Senin, 25 April 2016

KENAPA KITA HARUS MEMULIAKAN ANAK YATIM?



Suatu ketika temanku Akhmad Karnandi bertanya kepadaku, “Kenapa dalam Islam, kita harus memuliakan anak yatim?” Saat itu aku tidak tahu bagaimana menjawabnya. Mengenai --memuliakan anak yatim--, itu bukan masalah lagi bagiku. Aku tidak akan lagi bertanya: “Kenapa?” Sebagai seorang muslim, panutan kita adalah Rasulullah SAW. Beliau memerintahkan kita untuk memuliakan anak yatim, maka kita harus berusaha mentaatinya. Seperti yang sering kita dengar ketika kita akan shalat; ‘Kami mendengar dan kami taat.’

Tetapi setelah peristiwa itu, di malam hari, pikiranku tidak mau berhenti. Aku terus gelisah dan mencari beberapa alasan yang dulu pernah kutemukan. Yaitu jawaban tentang: Mengapa dalam Islam, kita harus memuliakan anak yatim? 

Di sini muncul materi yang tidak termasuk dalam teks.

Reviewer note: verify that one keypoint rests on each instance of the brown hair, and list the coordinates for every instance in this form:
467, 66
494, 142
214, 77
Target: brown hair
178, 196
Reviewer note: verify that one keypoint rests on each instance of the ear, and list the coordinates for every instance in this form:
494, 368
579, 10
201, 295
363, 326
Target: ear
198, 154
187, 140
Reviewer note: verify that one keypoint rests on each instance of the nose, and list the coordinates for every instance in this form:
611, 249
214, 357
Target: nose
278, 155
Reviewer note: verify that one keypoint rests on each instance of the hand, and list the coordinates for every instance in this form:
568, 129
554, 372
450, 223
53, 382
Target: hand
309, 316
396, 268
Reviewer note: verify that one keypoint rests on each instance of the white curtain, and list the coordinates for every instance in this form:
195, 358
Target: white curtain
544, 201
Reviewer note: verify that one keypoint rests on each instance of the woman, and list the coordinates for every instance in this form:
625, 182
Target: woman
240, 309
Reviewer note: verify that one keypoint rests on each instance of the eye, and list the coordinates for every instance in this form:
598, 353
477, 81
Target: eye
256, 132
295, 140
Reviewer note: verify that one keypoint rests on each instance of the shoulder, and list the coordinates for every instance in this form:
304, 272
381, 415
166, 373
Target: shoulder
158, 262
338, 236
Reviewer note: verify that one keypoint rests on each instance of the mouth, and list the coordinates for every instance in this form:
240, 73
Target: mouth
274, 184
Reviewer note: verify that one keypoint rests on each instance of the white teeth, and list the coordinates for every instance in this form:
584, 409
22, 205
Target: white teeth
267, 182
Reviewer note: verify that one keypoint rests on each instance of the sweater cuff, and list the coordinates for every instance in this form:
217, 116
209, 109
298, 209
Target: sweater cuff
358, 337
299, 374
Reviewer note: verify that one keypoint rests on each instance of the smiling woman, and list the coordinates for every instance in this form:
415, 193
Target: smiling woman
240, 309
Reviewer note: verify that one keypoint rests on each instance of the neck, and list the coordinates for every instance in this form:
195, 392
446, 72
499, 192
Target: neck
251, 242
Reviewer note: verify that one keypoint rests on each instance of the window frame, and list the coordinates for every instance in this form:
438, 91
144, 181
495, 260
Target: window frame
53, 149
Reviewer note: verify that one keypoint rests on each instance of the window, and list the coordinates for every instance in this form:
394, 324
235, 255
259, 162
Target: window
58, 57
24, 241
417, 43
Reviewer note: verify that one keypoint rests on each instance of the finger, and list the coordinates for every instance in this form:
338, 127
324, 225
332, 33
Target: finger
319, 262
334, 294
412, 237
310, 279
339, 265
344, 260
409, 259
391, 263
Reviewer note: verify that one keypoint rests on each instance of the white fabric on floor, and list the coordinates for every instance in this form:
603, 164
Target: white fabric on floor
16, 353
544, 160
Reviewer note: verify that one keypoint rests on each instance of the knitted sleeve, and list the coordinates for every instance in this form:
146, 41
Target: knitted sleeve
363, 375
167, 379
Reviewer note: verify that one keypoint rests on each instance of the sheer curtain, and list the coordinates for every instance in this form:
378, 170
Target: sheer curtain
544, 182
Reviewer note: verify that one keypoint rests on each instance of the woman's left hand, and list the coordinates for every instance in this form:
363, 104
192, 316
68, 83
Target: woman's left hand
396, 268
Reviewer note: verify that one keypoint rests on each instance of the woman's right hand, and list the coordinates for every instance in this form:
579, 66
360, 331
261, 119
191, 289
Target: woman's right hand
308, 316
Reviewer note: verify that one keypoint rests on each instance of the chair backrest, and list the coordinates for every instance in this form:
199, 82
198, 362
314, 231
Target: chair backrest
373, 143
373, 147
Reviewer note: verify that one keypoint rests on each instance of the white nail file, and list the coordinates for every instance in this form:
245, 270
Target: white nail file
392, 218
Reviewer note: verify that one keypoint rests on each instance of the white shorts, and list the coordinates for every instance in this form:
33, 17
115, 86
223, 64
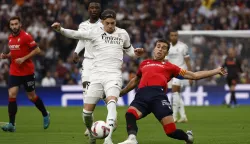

Akhirnya aku menemukan lagi tiga alasan, dan inilah di antaranya:
  1. Dalam beragama itu adalah masalah kepercayaan dan keyakinan. Apapun yang diperintahkan dalam agama, kita harus mempercayainya. Kita harus meyakininya dan kita harus mematuhinya. Kita berusaha menjalani apa yang diperintahkan dalam agama. Dan kita berusaha menjauhi apa larangan yang ada di dalamnya. Kami mendengar maka kami taat. Begitulah. Kita tidak terlalu banyak berpikir dan bertanya: ‘Kenapa saya harus lakukan ini?’ dan ‘Kenapa saya harus lakukan itu?’ Kita tidak bertanya lagi: ‘Kenapa kita tidak boleh begini?’ dan ‘Kenapa kita tidak boleh begitu?’ 
  2. Rasulullah SAW terlahir sebagai anak yatim. Beliau sangat tahu bagaimana penderitaan sebagai seorang anak yatim. Karena itu sebagai pengikutnya, kita diperintahkan untuk memuliakan anak yatim. Anak yatim adalah anak yang sangat membutuhkan kasih sayang dari orang lain.
  3. Dalam suatu keluarga secara umum ayahlah sebagai tulang punggung keluarga. Ayah bekerja di luar dan mendapatkan imbalan uang. Sedangkan ibu mengurus pekerjaan di rumah, tetapi tidak mendapatkan uang. Ketika seorang ayah meninggal, maka otomatis keluarga itu menjadi miskin. Keluarga itu tidak lagi mendapatkan uang atau penghasilan. Jadi anak yatim adalah anak yang paling lemah dan paling miskin (menderita).
Di esok hari, kukatakan tentang ketiga hal ini kepada temanku. Lalu temanku bercerita tentang tetangganya di Palembang yang peduli dengan anak yatim. Tetangganya itu seorang PNS. Di rumahnya tinggal beberapa anak yatim yang masih kerabatnya sendiri. Ia menanggung semua kebutuhan sehari-hari anak yatim itu dan juga menyekolahkannya. Sekarang anak-anak itu sudah tumbuh dewasa. Mereka telah bekerja mandiri dan juga berkeluarga. 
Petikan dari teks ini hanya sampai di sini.